Conduct involving SEPs and PAEs, and technology-related patent issues, generally, have garnered antitrust attention in the U.S. and EU for some time. The Bureau's only recently announced interest in these issues is likely a reaction to, among other things, an explosion of PAE activity in the U.S. (which has in some cases targeted Canadian companies operating south of the border), the entry of some PAEs in Canada, and, in the case of SEPs, recognition of the importance of interoperability standards in certain industries.

Conduct Involving SEPs

Currently, there is no administrative guidance in Canada addressing potential competition concerns arising from and related to SSOs and the standard setting process.  The issues to be addressed in the second stage of the IPEG amendment process will likely include: (i) the circumstances in which the activities of SSOs, including joint ex ante royalty discussions, could raise issues under the Competition Act; (ii) whether a failure to disclose patents essential to a standard or breaches by an SEP owner of a voluntary commitment to license on "F/RAND" (fair, reasonable and non-discriminatory) terms to those implementing the standard could properly attract antitrust liability; (iii) what royalty rates constitute F/RAND terms; and (iv) whether competition law imposes any limits on the right of owners of F/RAND-encumbered SEPs to seek injunctive relief when their patents are allegedly infringed by implementers.

Conduct Involving PAEs

Like in the United States, there is a debate in Canada over the effect of PAEs and whether competition law should be used to regulate PAE activity. The Stage 2 Update is expected to provide guidance on the circumstances in which conduct involving PAEs might trigger scrutiny by the Bureau and under what provisions of the Competition Act. In this regard, a key issue will likely be the appropriate enforcement approach to the practice by certain operating companies, known as "privateering", of transferring patents to PAEs to increase their rivals' costs through litigation and to evade F/RAND licensing commitments.

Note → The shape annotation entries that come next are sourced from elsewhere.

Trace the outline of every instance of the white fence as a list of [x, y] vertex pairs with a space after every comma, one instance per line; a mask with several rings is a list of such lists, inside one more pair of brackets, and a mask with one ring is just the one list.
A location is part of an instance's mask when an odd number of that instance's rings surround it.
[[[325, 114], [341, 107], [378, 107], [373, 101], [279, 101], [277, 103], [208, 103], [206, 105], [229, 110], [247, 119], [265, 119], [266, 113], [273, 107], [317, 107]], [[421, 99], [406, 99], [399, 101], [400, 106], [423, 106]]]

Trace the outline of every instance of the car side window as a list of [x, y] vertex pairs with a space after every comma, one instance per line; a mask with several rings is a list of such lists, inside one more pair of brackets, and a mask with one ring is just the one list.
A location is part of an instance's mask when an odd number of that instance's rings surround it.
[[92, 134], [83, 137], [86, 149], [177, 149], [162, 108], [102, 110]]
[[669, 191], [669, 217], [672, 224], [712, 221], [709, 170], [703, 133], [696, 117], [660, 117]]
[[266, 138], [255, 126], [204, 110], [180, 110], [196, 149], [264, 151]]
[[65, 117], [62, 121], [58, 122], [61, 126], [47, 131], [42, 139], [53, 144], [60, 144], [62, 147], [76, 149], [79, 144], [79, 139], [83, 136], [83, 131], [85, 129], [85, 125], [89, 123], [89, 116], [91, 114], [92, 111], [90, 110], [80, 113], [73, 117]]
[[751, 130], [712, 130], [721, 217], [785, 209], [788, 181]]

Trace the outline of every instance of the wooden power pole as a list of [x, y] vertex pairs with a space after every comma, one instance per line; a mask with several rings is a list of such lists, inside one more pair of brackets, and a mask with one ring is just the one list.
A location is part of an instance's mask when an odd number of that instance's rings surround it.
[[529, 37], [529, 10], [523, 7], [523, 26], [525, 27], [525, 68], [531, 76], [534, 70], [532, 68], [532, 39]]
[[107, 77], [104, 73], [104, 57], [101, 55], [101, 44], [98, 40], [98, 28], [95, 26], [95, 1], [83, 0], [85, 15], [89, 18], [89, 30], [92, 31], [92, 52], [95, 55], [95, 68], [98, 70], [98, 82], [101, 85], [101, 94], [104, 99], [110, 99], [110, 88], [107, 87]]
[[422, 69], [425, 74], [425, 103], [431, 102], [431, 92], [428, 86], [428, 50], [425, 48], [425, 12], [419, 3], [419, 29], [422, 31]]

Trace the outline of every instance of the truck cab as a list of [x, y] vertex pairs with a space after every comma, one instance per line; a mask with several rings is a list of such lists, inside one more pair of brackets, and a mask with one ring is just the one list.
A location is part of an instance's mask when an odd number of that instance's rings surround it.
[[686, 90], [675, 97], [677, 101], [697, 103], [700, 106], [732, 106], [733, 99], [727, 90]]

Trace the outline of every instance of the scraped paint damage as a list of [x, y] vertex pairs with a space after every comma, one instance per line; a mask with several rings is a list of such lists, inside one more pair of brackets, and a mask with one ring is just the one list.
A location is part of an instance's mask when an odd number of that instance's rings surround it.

The Stage 2 Update expected later this Spring promises to raise a number of important and novel (at least in Canada) issues at the intersection of IP and competition law, and will define the Bureau's enforcement approach to these issues for many years to come.  Companies that stand to be affected by the new enforcement guidelines (e.g., firms in patent-intensive industries, including computing, networking and communications) and other stakeholders should give serious consideration to participating in the ensuing public consultation process.